6|yüzleşmek zorunda kalanlar

557 39 6
                                    

(Bu bölüm; şiddet, cinsel taciz, zorbalık, manipülasyon ve yalan, içeriyor.)

Bellatrix, karşımda duruyordu

Oops! Bu görüntü içerik kurallarımıza uymuyor. Yayımlamaya devam etmek için görüntüyü kaldırmayı ya da başka bir görüntü yüklemeyi deneyin.

Bellatrix, karşımda duruyordu. Bana büyük bir nefretle bakıyor, daha önce tanıdığım ablam değilmiş gibi hissettiriyordu.

Kendine yalan söyleme juliet.. o hep böyleydi.

Pekala.. daha gerçekçi olmak gerekirse, beni sevmiyordu. Beni öldürmek bile istiyor olabilirdi.

Bellatrix kin tutardı. Bende aptal gibi kalırdım.

Tüm ailemin yasta gibi giyinmesi oldukça ironikti. Utanç verici demek isterdim elbette ama sikimde bile değildi.

Artık hayatımda onlar yoktu..

Ailemin aksine karanlık tarafın öbür üyeleri bana karşı oldukça ılımlı yaklaşıyordu. Tabiki bu onun yanında duruyor olmamdandı. Onun yanında olmadığım sürece bu aptallar, beni bir hiç olarak görecekti.

Beni, misafirler ile tanıştırma çabasından sıkıldığımı fark ettiğinde dinlenmeme izin verdi. Köşede oturup biraz şarap içmeye başladım.

Kadınlar, büyük bir merak ile benle konuşmaya çalışırken bir adamın sesi hepsinin benden uzaklaşmasını sağladı.

"Lady'yi rahat bırakın."

Tüm kadınlar çekildiğinde bana referans yaptı ve oturmak için izin istedi.

Omuzlarında biten siyah düz saçları vardı. "Severus Snape." dedi.

Bu adamı daha önce gördüğüme veya ismini duyduğuma emindim.
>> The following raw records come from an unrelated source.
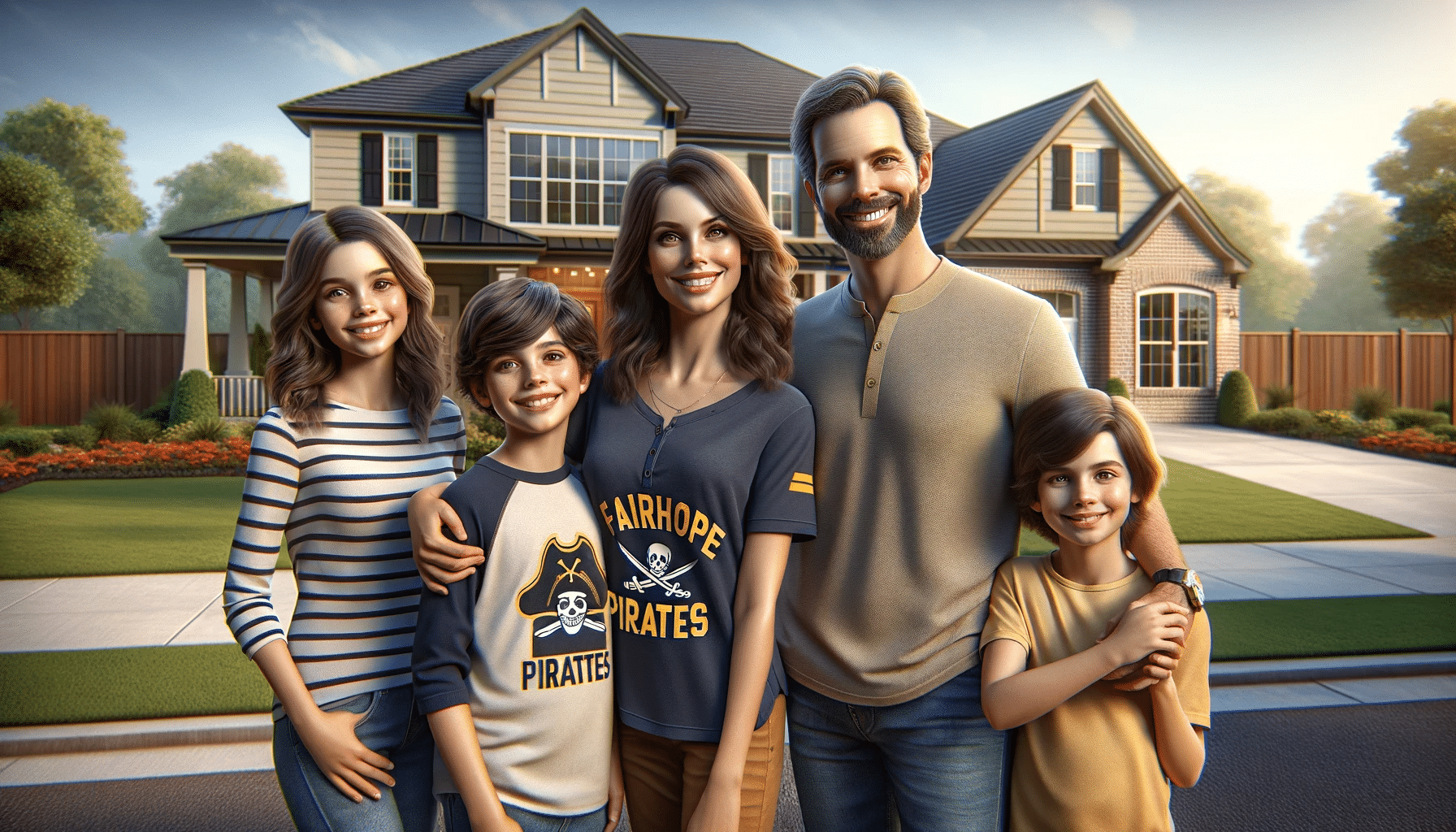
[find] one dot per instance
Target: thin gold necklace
(678, 411)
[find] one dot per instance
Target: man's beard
(875, 244)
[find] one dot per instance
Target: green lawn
(147, 682)
(63, 528)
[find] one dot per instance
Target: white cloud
(331, 51)
(1112, 21)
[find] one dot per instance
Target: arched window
(1174, 338)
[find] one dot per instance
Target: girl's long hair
(303, 358)
(760, 321)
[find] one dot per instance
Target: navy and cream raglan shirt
(526, 640)
(338, 496)
(678, 499)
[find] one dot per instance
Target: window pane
(526, 202)
(612, 204)
(558, 203)
(558, 158)
(1193, 360)
(587, 210)
(1155, 366)
(1193, 318)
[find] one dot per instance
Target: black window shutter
(427, 171)
(1060, 176)
(371, 168)
(1112, 180)
(759, 174)
(805, 211)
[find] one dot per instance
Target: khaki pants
(665, 778)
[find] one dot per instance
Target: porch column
(237, 328)
(194, 337)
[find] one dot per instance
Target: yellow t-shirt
(1090, 764)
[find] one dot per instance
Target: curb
(27, 740)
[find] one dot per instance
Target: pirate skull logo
(571, 611)
(657, 558)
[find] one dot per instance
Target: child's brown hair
(513, 314)
(1059, 426)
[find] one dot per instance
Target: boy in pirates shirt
(513, 668)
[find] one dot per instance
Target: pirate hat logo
(566, 600)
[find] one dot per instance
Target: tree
(1419, 262)
(1276, 284)
(46, 246)
(84, 149)
(1347, 293)
(231, 183)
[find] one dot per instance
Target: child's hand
(439, 558)
(1147, 628)
(341, 756)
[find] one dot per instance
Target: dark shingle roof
(279, 225)
(980, 158)
(434, 88)
(750, 93)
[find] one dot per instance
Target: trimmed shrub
(258, 350)
(1237, 401)
(1372, 402)
(1288, 422)
(1415, 417)
(196, 398)
(112, 422)
(82, 436)
(1279, 396)
(25, 442)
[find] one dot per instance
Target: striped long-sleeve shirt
(338, 494)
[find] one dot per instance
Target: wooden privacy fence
(54, 378)
(1325, 369)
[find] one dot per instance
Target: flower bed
(127, 459)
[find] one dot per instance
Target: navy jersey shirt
(676, 500)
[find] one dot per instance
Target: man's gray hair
(852, 88)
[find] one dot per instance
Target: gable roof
(976, 162)
(987, 159)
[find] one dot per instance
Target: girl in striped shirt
(360, 426)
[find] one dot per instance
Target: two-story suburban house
(511, 161)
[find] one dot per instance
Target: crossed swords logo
(656, 574)
(571, 606)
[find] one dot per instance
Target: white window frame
(781, 172)
(1095, 154)
(575, 185)
(388, 187)
(1181, 338)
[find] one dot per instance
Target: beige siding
(577, 102)
(336, 168)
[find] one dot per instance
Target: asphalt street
(1334, 769)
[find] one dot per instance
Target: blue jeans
(457, 821)
(392, 727)
(937, 754)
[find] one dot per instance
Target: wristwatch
(1187, 578)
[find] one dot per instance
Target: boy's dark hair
(1059, 426)
(513, 314)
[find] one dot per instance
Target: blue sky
(1296, 98)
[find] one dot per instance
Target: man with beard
(916, 369)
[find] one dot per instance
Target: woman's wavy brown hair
(303, 358)
(1057, 427)
(760, 321)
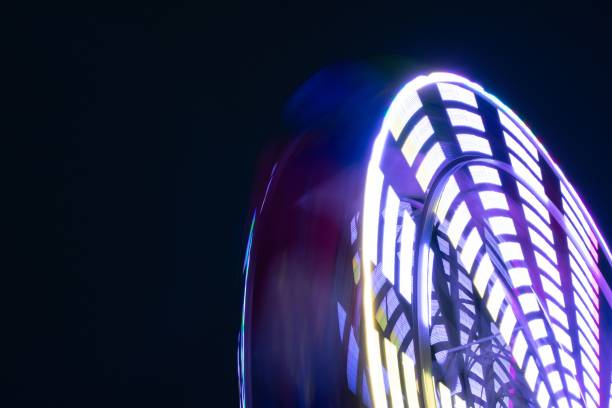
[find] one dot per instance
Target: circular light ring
(440, 131)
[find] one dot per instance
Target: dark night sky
(137, 132)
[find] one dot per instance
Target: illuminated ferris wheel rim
(422, 291)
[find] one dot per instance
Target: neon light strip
(473, 143)
(390, 235)
(451, 92)
(484, 174)
(418, 136)
(406, 256)
(462, 117)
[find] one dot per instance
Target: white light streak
(492, 200)
(484, 174)
(511, 251)
(473, 143)
(390, 234)
(452, 92)
(420, 133)
(403, 107)
(462, 117)
(502, 225)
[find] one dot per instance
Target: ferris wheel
(466, 270)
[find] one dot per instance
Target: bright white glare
(420, 133)
(372, 209)
(473, 143)
(520, 277)
(390, 234)
(403, 107)
(462, 117)
(501, 225)
(452, 92)
(484, 174)
(492, 200)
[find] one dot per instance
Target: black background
(137, 132)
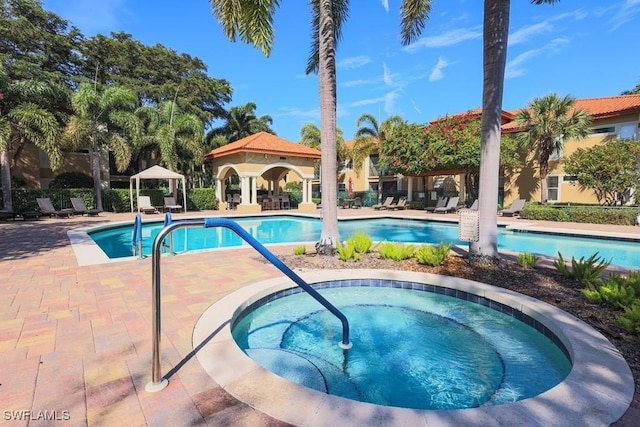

Tanıdık geliyordu.

Uzun süren rahatsız edici sessizliğin ardından konuşmaya başladı.

"Sizinle tanışmak benim için büyük bir şeref. Beni garip karşıladığınızı biliyorum. Muhtemelen beni hatırlamıyorsunuz..."

Kim olduğu hakkında kafamı yormaya çalıştım.

"Ablanız ile aynı sene okudum." O an aklıma Bellatrix'ten başkası gelmedi. Fakat söylediği son şey tüm düşüncelerimi değiştirdi. "Lucius ile yakın arkadaşım... ve ablanız ile de.. Sizinle tanışmayı her zaman çok istedim.. fırsat bugüneymis."

Cevap vermedim.. benimle tanışmak istemesi tuhaftı. Ben her zaman bir hayalet gibi sessizdim. Beni tanıyor oluşu bile tuhaftı. Biri beni tanıtmadan önce herkes ablalarımı üç kardeş sanardı.

Aklımı okurcasına fısıldadı. "Lord'un gözü hep üzerinizdeydi..." ve soru sormama fırsat bırakmadan gözden kayboldu.

Regulus'u gördüm. Sıkılmış gibi duruyordu.. bende sıkılmıştım. Ona doğru ilerledim ve hiçbir şey söylemeden peşimden bahçeye doğru sürükledim.

Soru sormak istediğini biliyordum.. ama cevabım yoktu. Bana uzunca sarıldı.

"Lord ile evleneceğin aklımın ucundan bile geçmedi." dedi.

"Benim de." dedim.

İnsanın kendiyle yaşıt olan kuzeni olması müthişti. Çünkü ölümyiyenlerin çoğu belirli bir yaşa sahipti.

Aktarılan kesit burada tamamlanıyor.